At FTMA, we know that every mother’s journey is different. Some paths to motherhood are smooth. Others… are paved with tears, waiting, and questions that never seem to end.
One TTC mom we walked with carried such a story. She reached out and shared her heart with us, and these are her words:
“I always dreamed of being a mother. I thought it would happen quickly, the way it seemed to for everyone else. But instead, my journey was filled with tears, questions, and heartbreaks I never imagined.
I conceived, but then I lost it. Again and again. Each miscarriage tore a piece of me away. I would cry through the night, then wake up in the morning, dress up, and go out like nothing was wrong. People saw my smile, but they never saw the pillow soaked in tears.
I tried everything. IVF. Procedures. Tests. Endless visits to doctors’ offices. Each time, I prayed, ‘Maybe this will be it.’ Each time, I came back with disappointment.
And then came the mockery. Family gatherings were the hardest. Someone would lean in and ask, ‘When will you give us good news?’ Another would laugh and say, ‘You’re not getting younger.’ They had no idea their words stabbed my heart. I would smile politely, but inside I was broken.
The worst part was my monthly period. Every time it came, it was as though my body was mocking me, saying, ‘Not this time.’ I would lock myself in the bathroom, sit on the cold floor, and cry silently so nobody would hear. Then I would wash my face, come out, and pretend to be fine.
Six years of this. Six years of watching others announce pregnancies on social media, while I sat behind the screen, congratulating them with a heavy heart. Six years of attending naming ceremonies, smiling through the pain, and going home to cry. Six years of waiting, of hoping, of asking God, ‘When will it be my turn?’
But then… my story changed.
I conceived again. At first, I was terrified. Every cramp made me panic. I held my stomach every night and whispered, ‘Please stay. Please don’t leave me too.’

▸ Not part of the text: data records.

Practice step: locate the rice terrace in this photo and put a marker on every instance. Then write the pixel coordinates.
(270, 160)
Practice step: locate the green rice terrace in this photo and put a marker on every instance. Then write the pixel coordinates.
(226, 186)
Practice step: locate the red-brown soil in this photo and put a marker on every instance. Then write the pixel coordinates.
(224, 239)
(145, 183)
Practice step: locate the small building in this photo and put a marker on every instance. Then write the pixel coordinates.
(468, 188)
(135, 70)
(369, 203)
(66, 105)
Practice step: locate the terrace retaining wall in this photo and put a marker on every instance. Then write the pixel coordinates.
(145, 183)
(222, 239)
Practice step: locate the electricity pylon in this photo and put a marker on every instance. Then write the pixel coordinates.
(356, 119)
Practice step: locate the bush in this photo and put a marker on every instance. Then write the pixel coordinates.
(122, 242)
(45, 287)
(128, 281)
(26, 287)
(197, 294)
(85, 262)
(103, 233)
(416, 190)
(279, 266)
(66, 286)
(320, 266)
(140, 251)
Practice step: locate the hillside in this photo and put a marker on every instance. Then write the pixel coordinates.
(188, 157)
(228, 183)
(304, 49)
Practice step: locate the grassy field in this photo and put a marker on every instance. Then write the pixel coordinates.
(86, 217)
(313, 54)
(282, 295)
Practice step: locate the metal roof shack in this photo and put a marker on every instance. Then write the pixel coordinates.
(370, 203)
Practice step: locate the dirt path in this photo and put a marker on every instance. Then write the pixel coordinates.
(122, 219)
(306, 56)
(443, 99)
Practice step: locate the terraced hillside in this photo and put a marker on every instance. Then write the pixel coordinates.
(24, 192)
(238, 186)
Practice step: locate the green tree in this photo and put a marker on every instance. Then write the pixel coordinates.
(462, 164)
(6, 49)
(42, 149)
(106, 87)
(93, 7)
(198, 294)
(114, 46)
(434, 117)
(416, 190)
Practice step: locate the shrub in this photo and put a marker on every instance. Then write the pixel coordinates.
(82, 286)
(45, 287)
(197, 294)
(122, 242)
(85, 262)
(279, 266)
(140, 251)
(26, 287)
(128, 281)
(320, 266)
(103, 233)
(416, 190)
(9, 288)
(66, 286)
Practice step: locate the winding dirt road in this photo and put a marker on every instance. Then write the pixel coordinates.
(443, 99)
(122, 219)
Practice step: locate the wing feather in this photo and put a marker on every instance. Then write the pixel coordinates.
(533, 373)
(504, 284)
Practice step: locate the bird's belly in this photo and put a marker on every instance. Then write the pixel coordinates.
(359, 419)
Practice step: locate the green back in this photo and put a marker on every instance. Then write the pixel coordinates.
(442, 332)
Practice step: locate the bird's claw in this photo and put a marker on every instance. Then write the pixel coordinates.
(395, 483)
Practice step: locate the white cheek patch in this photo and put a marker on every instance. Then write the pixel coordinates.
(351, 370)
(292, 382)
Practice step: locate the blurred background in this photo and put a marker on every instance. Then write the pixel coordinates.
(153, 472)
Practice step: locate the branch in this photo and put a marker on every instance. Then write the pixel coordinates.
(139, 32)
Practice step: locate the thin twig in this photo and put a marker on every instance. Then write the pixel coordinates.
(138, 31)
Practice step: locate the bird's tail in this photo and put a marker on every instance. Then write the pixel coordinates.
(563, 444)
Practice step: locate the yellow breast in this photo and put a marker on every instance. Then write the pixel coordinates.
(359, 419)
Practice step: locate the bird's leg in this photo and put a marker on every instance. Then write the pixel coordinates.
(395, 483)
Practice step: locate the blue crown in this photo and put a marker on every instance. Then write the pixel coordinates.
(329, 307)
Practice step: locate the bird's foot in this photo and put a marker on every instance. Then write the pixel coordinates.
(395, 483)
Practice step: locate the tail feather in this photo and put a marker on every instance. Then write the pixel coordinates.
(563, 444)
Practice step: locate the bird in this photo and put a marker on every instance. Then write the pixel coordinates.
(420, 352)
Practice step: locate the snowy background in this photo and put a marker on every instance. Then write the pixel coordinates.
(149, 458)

This time, it stayed. This time, my womb carried my miracle. This time, I made it to full term.
And after six long years, I finally held my baby boy in my arms. My miracle. My testimony. My proof that pain doesn’t last forever, and that hope is never wasted.”
Her story reminds us that no TTC mom’s tears are wasted. To every TTC mom reading this: your story is still being written, and your miracle is still possible.
From all of us at FTMA, we honour your journey, we stand with you, and we believe with you.